Nie wieder Zähneputzen!
    »Ab ins Bett!«, rief Frau Reiter. »Macht euch fertig! Den Abwasch schaffe ich heute allein.« Mit seinen Waschsachen folgte Simsala Ruth ins Bad. Das Einseifen ging ganz leicht. Seine Seife schäumte hervorragend. Das Gesicht des kleinen Zauberers sah aus, als wäre er eben aus einer Schüssel Schlagsahne aufgetaucht. Sie mit Wasser und Waschlappen wieder herunterzubekommen, war nicht mehr ganz so leicht. Es fühlte sich noch ziemlich klebrig an. Da musste er ein wenig mit links nachwischen. Ruth konnte es auch ohne links.

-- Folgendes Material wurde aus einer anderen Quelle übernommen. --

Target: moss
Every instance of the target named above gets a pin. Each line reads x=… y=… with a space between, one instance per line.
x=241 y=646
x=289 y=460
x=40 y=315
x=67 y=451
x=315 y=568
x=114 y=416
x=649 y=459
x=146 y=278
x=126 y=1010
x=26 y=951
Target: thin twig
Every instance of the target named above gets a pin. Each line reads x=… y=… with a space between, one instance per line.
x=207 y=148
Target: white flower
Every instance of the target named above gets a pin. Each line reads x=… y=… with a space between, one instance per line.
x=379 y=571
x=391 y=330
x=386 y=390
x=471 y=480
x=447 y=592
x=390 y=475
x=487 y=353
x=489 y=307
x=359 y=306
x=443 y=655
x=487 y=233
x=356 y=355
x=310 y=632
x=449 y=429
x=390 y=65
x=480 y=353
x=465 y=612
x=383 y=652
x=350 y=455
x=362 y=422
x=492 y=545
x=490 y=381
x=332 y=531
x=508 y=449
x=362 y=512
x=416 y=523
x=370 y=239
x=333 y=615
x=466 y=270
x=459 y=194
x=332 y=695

    Ganz schwierig aber wurde es für den kleinen Zauberer beim Zähneputzen. Als er Ruths Zahnbürste sah, hatte er seine plötzlich doch nicht vergessen, sondern zog eine aus seinen Waschsachen heraus, die derjenigen des Mädchens zum Verwechseln ähnlich sah.
    Aber als er die Zahnpasta aus seiner Tube zum Putzen verwenden wollte, lachte Ruth ihn einfach aus. »Mit Himbeermarmelade kriegst du doch deine Zähne nicht sauber«, stellte sie fest.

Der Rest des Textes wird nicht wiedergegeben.